Columbia Scientists Ready for Heavy Ion Collider Start-Up

By Hannah Fairfield

One project within the Relativistic Heavy Ion Collider is PHENIX, led by Columbia Professor William Zajc and housed at Brookhaven National Laboratories on Long Island, NY.

With the intent of re-creating a form of matter that existed for a fraction of a second after the birth of the universe in the Big Bang, scientists at Columbia are preparing start-up procedures for the world's most powerful nuclear accelerator--the Relativistic Heavy Ion Collider at Brookhaven National Laboratories, slated to begin running March 15.

The new matter, a gas called "quark-gluon plasma," will be the hottest, densest matter ever formed on earth. Quarks and gluons are the building blocks of ordinary protons and neutrons that make up all the atoms in the universe today. The universe was so hot and dense after the Big Bang that quarks and gluons floated freely in the gas before combining into protons and neutrons 10 millionths of a second later.

Columbia physicists are leading the experiments on one of two large projects of the ion collider, called the Pioneering High Energy Nuclear Interaction eXperiment, or PHENIX. It has three huge magnets designed to detect, identify and measure the momentum of each of the particles produced when the ion collider smashes the nuclei of gold atoms together.
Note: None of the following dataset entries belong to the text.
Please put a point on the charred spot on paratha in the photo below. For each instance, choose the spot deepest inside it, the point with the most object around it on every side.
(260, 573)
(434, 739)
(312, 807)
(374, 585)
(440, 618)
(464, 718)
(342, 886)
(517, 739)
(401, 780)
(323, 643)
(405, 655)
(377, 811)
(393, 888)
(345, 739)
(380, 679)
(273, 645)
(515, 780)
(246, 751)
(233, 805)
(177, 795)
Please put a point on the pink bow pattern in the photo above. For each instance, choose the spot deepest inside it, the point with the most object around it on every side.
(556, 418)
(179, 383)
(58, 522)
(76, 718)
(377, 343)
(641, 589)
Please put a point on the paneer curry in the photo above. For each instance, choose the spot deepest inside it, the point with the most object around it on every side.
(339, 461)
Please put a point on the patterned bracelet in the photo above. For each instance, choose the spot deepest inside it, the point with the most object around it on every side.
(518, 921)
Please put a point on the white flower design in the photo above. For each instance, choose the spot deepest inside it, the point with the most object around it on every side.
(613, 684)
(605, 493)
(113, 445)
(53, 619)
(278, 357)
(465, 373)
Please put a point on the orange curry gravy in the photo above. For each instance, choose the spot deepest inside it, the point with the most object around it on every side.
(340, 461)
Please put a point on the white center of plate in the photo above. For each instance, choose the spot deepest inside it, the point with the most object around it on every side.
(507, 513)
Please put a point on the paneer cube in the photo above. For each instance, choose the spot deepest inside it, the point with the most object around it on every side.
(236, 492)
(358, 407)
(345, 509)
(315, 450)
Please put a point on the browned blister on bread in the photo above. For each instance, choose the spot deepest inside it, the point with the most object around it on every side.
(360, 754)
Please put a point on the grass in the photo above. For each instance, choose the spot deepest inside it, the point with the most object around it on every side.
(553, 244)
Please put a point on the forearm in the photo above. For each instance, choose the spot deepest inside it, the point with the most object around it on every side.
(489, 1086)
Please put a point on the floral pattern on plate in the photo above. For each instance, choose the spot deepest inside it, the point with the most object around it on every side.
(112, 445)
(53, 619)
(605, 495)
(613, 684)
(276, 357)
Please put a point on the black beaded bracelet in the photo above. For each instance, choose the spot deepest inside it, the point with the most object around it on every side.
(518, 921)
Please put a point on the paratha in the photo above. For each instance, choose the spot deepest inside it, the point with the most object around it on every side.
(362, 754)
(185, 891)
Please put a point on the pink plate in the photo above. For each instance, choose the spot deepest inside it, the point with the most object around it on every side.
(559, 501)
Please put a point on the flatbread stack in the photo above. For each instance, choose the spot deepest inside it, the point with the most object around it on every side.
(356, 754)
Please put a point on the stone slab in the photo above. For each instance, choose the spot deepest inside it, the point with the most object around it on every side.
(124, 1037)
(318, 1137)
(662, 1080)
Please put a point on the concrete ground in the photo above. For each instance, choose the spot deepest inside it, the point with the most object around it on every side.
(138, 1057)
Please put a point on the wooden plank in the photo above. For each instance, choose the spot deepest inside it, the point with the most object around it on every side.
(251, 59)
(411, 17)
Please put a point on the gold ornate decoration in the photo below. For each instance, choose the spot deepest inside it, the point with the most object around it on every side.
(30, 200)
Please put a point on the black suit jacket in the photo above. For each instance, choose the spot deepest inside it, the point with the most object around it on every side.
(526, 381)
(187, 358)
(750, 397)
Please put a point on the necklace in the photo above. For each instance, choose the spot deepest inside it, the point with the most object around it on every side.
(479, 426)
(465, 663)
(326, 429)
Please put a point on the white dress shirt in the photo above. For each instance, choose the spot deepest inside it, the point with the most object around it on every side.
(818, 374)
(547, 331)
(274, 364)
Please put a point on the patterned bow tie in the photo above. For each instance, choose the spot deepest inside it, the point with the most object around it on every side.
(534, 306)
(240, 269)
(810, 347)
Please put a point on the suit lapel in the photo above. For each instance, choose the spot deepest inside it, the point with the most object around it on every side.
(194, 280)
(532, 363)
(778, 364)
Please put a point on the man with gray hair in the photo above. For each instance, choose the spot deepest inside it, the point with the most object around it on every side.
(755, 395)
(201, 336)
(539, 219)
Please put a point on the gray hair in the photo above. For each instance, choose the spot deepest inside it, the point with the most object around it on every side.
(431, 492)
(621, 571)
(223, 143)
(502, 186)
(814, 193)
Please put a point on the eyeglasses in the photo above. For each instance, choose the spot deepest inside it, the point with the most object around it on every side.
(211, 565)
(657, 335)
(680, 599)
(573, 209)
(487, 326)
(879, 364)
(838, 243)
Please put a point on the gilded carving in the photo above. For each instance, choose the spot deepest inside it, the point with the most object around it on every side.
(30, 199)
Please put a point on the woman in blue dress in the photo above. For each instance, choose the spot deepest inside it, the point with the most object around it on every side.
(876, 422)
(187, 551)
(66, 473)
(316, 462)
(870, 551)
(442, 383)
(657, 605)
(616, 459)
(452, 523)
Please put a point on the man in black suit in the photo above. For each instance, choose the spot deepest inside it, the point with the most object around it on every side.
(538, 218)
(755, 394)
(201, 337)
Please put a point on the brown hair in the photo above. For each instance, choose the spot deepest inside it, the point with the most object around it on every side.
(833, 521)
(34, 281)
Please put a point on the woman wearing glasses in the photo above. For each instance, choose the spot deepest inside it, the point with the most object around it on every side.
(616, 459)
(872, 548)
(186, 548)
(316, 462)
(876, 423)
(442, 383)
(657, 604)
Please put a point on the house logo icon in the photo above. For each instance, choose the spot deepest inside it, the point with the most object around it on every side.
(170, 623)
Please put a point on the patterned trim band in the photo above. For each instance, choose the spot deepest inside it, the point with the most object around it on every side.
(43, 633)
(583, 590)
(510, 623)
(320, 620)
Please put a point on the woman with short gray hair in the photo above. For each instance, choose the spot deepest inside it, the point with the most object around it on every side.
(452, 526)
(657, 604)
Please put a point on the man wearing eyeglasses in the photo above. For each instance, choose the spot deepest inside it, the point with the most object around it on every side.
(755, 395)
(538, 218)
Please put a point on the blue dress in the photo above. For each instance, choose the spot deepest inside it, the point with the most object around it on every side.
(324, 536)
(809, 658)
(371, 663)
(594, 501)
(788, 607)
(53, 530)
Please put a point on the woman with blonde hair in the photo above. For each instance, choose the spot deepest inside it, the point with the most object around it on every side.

By measuring the speed and angle of those particles, scientists can tell if the quark-gluon plasma was created in the collision.
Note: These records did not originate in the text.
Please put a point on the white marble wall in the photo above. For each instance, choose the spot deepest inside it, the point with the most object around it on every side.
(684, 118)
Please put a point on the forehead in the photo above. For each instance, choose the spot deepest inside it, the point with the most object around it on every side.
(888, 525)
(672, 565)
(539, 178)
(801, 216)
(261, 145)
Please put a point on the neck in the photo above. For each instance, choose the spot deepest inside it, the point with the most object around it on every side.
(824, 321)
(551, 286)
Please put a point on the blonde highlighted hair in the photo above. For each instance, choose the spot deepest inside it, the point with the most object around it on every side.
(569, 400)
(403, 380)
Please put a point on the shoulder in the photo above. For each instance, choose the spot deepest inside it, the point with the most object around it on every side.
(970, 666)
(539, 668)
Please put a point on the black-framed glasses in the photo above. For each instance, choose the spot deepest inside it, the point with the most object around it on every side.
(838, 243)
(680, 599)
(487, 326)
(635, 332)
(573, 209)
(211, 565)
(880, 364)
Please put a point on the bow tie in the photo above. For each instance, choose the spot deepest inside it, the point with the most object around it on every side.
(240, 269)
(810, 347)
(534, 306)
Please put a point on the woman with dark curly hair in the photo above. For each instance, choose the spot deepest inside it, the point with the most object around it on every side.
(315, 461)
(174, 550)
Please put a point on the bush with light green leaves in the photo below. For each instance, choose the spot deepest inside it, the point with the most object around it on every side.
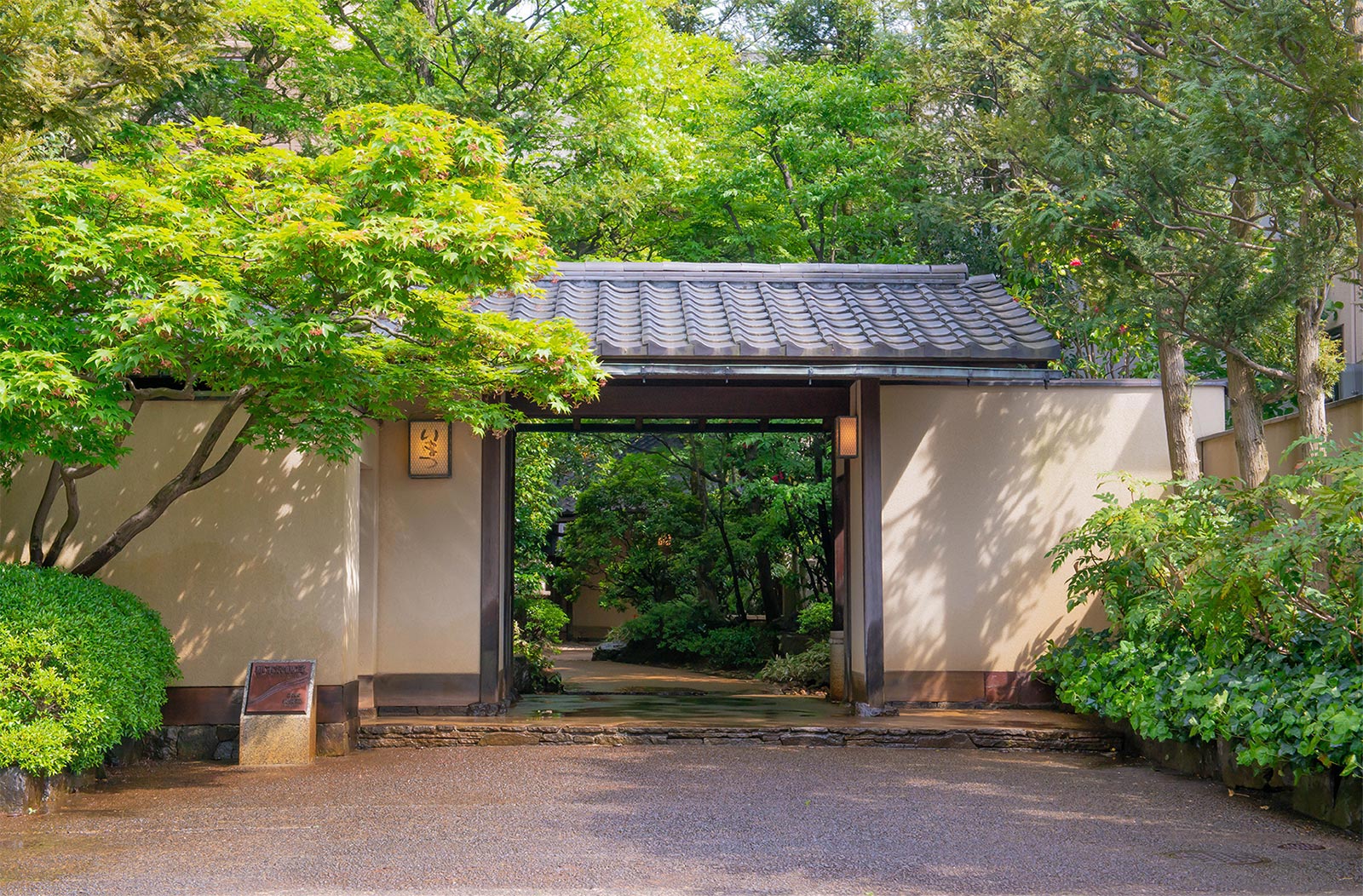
(1237, 613)
(82, 666)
"PHENIX measures a somewhat smaller region of the collision, but with much greater precision than other experiments," said William Zajc, Columbia professor of physics and scientific leader on the project. "We also look specifically at electrons and photons because these lighter particles can tell us a lot about the plasma's interior--for instance, its temperature."

Zajc has been working on PHENIX for almost 10 years, and was joined by Columbia professors Brian Cole, James Nagle, researcher Cheng-Yi Chi and graduate student Mickey Chiu. The Columbia team has collaborated with over 430 physicists and engineers from 11 countries.

The ion collider itself is a 2.4-mile circular tunnel that will send gold ions hurtling toward each other at nearly the speed of light and at a cost of nearly $600 million. Although the actual collisions are extremely hot, in excess of a hundred million times the temperature of the sun, they are also inconceivably brief, lasting only a few trillionths of a trillionth of a second.

The Columbia scientists say that they will spend the first few months calibrating the machines and making sure everything works smoothly. Stable running conditions and the first data should be achieved by mid-May.

"It's exhilarating to be at the point where we can see results from all our years of experiments," said Cole, who has worked on PHENIX since he joined Columbia in 1992. "The minute we start taking data, we have a significant job ahead of us to understand all of the physics, but it's good to be here."

Physicists have wanted to recreate that primordial matter since they discovered its existence several decades ago, and European scientists may have accomplished something similar early this year, but their findings are not conclusive, according to Zajc. RHIC is 10 times more powerful than the European machine, and the physicists are confident that the added energy will bring the desired results: incontestable evidence of the quark-gluon plasma.

"I think in the next few years we will have the results we are looking for," said Nagle, who recently won an Alfred P. Sloan Research Fellowship for his work in high energy nuclear physics. "These experiments have posed real challenges to the physics world for many decades, and that's why people are so excited about finally seeing the answers."